Title
Transcoding by std::formatter<std::filesystem::path>
Status
open
Section
[fs.path.fmtr.funcs]
Submitter
Jonathan Wakely

Created on 2024-04-19.00:00:00 last changed 2 weeks ago

Messages

Date: 2025-06-16.05:19:19

Proposed resolution:

This wording is relative to N5008.

  1. Modify [fs.path.fmtr.funcs] as indicated:

    
    template<class FormatContext>
      typename FormatContext::iterator
        format(const filesystem::path& p, FormatContext& ctx) const;
    

    -5- Effects: Let `s` be p.generic_string<filesystem::path::value_type>() if the `g` option is used, otherwise `p.native()`. Writes `s` into `ctx.out()`, adjusted according to the path-format-spec. If `charT` is `char`, `path::value_type` is `wchar_t`, and the ordinary literal encoding is UTF-8, then the escaped path (possibly escaped) string is transcoded from the native encoding for wide character strings to UTF-8 with maximal subparts of ill-formed subsequences substituted with u+fffd replacement character per the Unicode Standard, Chapter 3.9 u+fffd Substitution in Conversion. If `charT` and `path::value_type` are the same then no transcoding is performed. Otherwise, transcoding is implementation-defined.
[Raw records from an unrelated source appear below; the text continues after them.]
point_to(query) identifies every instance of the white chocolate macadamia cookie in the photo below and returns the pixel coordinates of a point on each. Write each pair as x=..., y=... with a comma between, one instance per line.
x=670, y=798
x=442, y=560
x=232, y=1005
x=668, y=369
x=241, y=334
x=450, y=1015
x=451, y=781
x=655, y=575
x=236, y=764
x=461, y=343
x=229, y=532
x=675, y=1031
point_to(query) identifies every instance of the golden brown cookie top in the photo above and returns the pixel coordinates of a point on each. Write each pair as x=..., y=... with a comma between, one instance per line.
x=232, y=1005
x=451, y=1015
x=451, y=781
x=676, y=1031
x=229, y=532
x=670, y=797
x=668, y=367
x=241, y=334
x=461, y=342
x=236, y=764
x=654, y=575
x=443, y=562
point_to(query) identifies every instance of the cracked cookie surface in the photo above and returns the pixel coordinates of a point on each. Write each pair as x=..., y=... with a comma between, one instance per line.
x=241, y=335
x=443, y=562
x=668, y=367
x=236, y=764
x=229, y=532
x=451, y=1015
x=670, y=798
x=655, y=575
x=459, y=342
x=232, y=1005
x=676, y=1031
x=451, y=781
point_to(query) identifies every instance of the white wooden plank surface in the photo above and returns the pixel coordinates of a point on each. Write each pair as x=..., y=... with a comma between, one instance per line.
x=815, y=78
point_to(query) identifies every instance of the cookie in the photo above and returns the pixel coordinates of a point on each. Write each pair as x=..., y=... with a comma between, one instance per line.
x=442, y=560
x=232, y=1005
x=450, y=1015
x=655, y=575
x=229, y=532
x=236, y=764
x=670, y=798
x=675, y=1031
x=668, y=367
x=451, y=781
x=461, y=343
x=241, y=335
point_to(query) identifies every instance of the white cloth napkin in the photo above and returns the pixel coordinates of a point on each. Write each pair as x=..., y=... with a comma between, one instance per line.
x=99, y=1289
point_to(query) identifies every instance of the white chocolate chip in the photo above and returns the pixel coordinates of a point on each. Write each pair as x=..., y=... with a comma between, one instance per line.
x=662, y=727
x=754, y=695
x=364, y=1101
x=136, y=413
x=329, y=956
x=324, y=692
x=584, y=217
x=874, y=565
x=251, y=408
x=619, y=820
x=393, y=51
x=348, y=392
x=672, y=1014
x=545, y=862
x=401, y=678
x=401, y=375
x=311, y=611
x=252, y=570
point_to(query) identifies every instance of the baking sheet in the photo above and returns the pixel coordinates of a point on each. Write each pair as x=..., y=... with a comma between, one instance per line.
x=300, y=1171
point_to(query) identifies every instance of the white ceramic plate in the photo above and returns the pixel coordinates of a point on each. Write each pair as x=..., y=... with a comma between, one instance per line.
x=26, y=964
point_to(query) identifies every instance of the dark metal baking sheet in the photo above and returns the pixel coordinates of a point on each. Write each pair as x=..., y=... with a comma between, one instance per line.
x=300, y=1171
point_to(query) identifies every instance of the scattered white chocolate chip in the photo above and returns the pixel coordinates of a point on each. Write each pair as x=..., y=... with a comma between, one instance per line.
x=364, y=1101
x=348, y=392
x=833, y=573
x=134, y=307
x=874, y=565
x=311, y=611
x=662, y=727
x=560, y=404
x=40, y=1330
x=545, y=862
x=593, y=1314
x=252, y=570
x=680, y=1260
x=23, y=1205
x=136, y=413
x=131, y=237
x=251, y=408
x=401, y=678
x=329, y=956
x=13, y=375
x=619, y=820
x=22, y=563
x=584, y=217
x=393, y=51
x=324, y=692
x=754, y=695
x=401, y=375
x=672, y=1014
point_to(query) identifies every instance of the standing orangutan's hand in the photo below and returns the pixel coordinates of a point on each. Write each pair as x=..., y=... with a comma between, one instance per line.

  2. Modify the entry in the index of implementation-defined behavior as indicated:
    transcoding of a formatted `path` when `charT` and `path::value_type` differ and the ordinary literal encoding is not UTF-8
Date: 2025-06-15.00:00:00

[ 2025-06-11; SG16 comments and improves wording ]

The "and not converting from `wchar_t` to UTF-8" wording added in the index of implementation-defined behavior by the current proposed resolution should be changed to "and the literal encoding is not UTF-8".

It was noted that "the literal encoding" is ambiguous in both the normative wording in [fs.path.fmtr.funcs] p5 and in the new wording quoted above. In both cases, the intent is to refer to the "ordinary literal encoding". However, some SG16 participants were reluctant to include a drive-by fix with the proposed resolution for this issue since the ambiguous literal encoding reference i s a pre-existing and separable issue. Those same SG16 participants were more concerned that the same wording was used in both [fs.path.fmtr.funcs] p5 and in the corresponding entry of the implementation-defined behavior index. I would defer to the LWG chair to decide whether to address this as an additional related clarification with this change or as a separate editorial or LWG issue.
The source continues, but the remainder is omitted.